IV. Concluding Remarks

Today we have a substantial understanding of the molecular mechanisms, including the regulation of translation, underlying long-term memory formation and the importance of the synaptic changes that are required for it. However, many of the molecular details of the regulation of protein synthesis are still missing and we are just now beginning to understand how translation is locally regulated.

Although, synaptic plasticity is a key step in memory storage, it is becoming more apparent that a simple enhancement in the efficacy of a synapse is not sufficient to form and store a complex memory. It is believed, instead, that changes in synaptic strength must occur within a subset of neurons to produce a specific alteration in information flow through a neural circuit. How translation impacts synaptic changes that ultimately affect the neuronal circuitry is currently under investigation.

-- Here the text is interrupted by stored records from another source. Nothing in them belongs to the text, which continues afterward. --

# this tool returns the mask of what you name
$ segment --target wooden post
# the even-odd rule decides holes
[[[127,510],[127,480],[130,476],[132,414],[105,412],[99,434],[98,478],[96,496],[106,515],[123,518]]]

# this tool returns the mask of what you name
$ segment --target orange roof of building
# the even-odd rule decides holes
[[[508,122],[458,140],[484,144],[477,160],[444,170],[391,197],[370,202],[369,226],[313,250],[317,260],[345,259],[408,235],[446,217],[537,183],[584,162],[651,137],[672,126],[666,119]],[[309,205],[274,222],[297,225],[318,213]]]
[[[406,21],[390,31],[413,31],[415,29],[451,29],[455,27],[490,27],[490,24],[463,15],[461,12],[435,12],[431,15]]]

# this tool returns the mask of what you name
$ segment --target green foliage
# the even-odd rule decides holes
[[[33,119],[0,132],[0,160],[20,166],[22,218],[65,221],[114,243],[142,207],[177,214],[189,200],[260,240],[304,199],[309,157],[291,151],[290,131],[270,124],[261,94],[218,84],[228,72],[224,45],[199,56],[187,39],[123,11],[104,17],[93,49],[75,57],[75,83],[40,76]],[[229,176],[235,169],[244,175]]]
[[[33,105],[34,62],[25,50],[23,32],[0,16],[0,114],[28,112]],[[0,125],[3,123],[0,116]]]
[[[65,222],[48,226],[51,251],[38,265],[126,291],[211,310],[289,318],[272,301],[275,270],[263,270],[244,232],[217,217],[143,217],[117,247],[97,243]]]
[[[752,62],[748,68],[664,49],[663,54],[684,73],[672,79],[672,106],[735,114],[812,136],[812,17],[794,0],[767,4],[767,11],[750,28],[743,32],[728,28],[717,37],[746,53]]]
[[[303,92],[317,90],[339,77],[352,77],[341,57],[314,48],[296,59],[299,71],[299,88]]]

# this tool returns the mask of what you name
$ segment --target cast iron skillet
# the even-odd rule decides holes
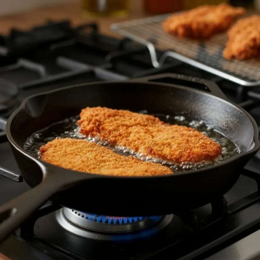
[[[26,139],[36,131],[78,114],[83,108],[98,106],[196,117],[232,140],[241,152],[199,170],[135,177],[66,170],[23,150]],[[81,85],[31,96],[10,117],[6,132],[24,179],[36,187],[0,207],[0,242],[49,199],[78,210],[114,216],[156,215],[201,206],[231,188],[259,146],[254,120],[227,101],[216,85],[171,74]]]

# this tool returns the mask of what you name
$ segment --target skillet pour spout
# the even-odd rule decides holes
[[[23,149],[36,131],[78,114],[83,108],[99,106],[198,118],[234,141],[240,153],[198,170],[127,177],[63,169]],[[80,211],[115,216],[158,215],[202,206],[233,186],[259,147],[254,120],[227,100],[217,85],[173,74],[81,84],[31,96],[10,117],[6,131],[23,177],[33,188],[0,207],[0,242],[49,199]]]

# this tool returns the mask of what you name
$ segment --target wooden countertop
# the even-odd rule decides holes
[[[69,19],[74,25],[85,23],[96,22],[99,25],[101,32],[118,37],[118,35],[110,30],[109,27],[110,25],[145,16],[140,10],[140,0],[131,0],[131,11],[129,16],[124,18],[85,17],[81,11],[80,1],[79,0],[74,0],[72,2],[42,8],[20,14],[3,16],[0,17],[0,34],[7,34],[12,27],[27,29],[32,26],[42,24],[47,19],[60,20]]]
[[[30,28],[44,23],[48,19],[60,20],[69,19],[74,26],[89,22],[96,22],[99,26],[101,32],[114,36],[120,37],[112,32],[110,25],[123,20],[144,17],[138,8],[140,0],[131,0],[131,11],[129,16],[125,18],[96,18],[84,17],[81,11],[80,1],[59,4],[40,8],[25,12],[0,17],[0,34],[8,33],[11,28],[28,29]],[[15,248],[13,249],[15,250]],[[0,253],[0,260],[11,260]],[[29,259],[28,259],[29,260]]]

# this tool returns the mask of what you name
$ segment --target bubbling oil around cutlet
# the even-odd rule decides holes
[[[146,110],[140,111],[139,112],[142,114],[147,113]],[[222,150],[221,156],[213,161],[202,161],[196,163],[186,162],[179,164],[164,161],[159,158],[147,156],[146,155],[139,154],[134,152],[127,147],[115,146],[106,141],[101,141],[97,137],[93,138],[83,135],[79,133],[79,128],[77,124],[77,121],[79,119],[78,115],[66,118],[34,133],[27,139],[24,144],[24,148],[30,154],[39,158],[39,149],[41,146],[55,138],[69,137],[86,139],[89,142],[95,142],[100,145],[108,147],[117,153],[126,156],[134,156],[143,161],[161,163],[163,165],[169,167],[175,172],[199,169],[216,164],[240,152],[239,148],[232,141],[217,131],[213,127],[207,125],[202,121],[196,120],[188,121],[182,115],[171,116],[161,114],[155,115],[168,123],[191,127],[201,132],[221,145]]]

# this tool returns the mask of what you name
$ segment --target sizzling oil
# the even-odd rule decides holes
[[[144,110],[140,111],[140,112],[146,114],[147,112]],[[77,121],[79,119],[78,116],[66,118],[35,132],[28,138],[24,148],[30,154],[39,158],[39,149],[41,146],[55,138],[69,137],[86,139],[90,142],[95,142],[101,145],[107,146],[117,153],[126,156],[134,156],[143,161],[161,163],[163,165],[169,167],[175,172],[182,172],[207,167],[210,165],[219,163],[240,152],[239,149],[233,142],[216,131],[212,126],[207,125],[203,121],[196,120],[189,121],[181,115],[171,116],[163,115],[155,115],[162,121],[168,123],[192,127],[202,133],[221,145],[222,151],[221,156],[213,161],[202,161],[196,163],[187,162],[182,162],[180,164],[164,161],[159,158],[146,156],[145,155],[135,153],[133,150],[127,148],[114,146],[106,141],[101,141],[97,137],[92,138],[83,135],[79,133],[79,128],[77,124]]]

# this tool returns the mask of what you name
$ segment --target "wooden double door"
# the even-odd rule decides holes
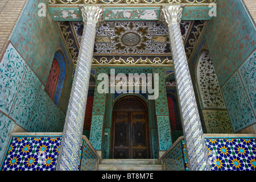
[[[112,158],[150,158],[147,111],[113,111]]]

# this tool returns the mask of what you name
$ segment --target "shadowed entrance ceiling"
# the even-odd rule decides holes
[[[199,43],[208,20],[183,20],[182,37],[188,60]],[[75,66],[82,22],[56,24]],[[97,28],[93,64],[172,64],[167,28],[158,21],[106,21]]]

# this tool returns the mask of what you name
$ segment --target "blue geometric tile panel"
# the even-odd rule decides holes
[[[211,171],[256,171],[255,137],[205,137],[205,140]],[[166,170],[188,171],[184,139],[172,147],[163,159]]]
[[[2,171],[54,171],[60,136],[13,136]]]

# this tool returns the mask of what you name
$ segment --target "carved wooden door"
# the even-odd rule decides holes
[[[114,111],[112,158],[149,158],[147,112]]]

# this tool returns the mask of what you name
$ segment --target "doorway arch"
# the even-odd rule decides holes
[[[135,96],[120,98],[112,114],[112,158],[150,158],[148,108]]]

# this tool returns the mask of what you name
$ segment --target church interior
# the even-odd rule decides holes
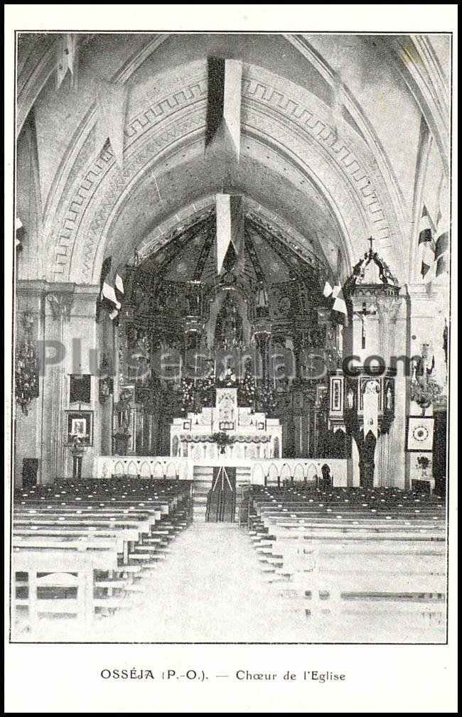
[[[17,34],[14,640],[446,640],[451,52]]]

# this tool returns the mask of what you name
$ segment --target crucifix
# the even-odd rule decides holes
[[[369,255],[372,256],[372,254],[374,253],[374,250],[372,249],[372,242],[374,242],[375,239],[374,239],[373,237],[369,237],[367,241],[370,242],[371,244],[370,249],[369,250]]]

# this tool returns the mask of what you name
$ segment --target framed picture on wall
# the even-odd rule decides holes
[[[67,411],[67,444],[93,445],[93,412]]]
[[[90,403],[91,375],[90,374],[71,374],[69,379],[69,402]]]
[[[431,451],[433,448],[433,424],[432,417],[410,416],[407,419],[408,451]]]

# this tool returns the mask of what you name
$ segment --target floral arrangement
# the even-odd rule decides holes
[[[237,400],[240,406],[253,406],[255,399],[255,380],[247,369],[241,379],[237,389]]]
[[[278,407],[275,391],[270,384],[263,386],[259,391],[260,402],[265,413],[273,413]]]
[[[227,433],[225,433],[224,431],[219,431],[217,433],[212,433],[212,438],[220,448],[221,453],[225,452],[225,448],[226,446],[231,445],[233,442],[232,438],[229,436]]]
[[[182,408],[184,413],[192,407],[194,402],[194,382],[192,379],[184,376],[182,379]]]
[[[443,389],[433,379],[414,380],[410,384],[410,399],[422,408],[428,408],[441,394]]]

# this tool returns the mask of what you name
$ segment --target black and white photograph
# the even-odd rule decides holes
[[[10,28],[9,642],[443,649],[454,33],[136,7]]]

Finally, there is compelling evidence that defects in memory storage result from pathological changes in the fundamental mechanisms that control molecular signaling, including translational control, and synaptic plasticity. A future challenge that remains is to understand how the molecular mechanisms that control translation during long-lasting synaptic plasticity and memory formation are impaired with age or disease, such as in Alzheimer’s disease, neuropsychiatric disorders, and neurodevelopmental disorders. Thus, it is of critical importance to understand in greater detail, the molecular mechanisms that are required for memory formation as well as the abnormal changes that take place in neuropathological conditions in order to design specific therapeutic compounds that could be used to restore cognitive function.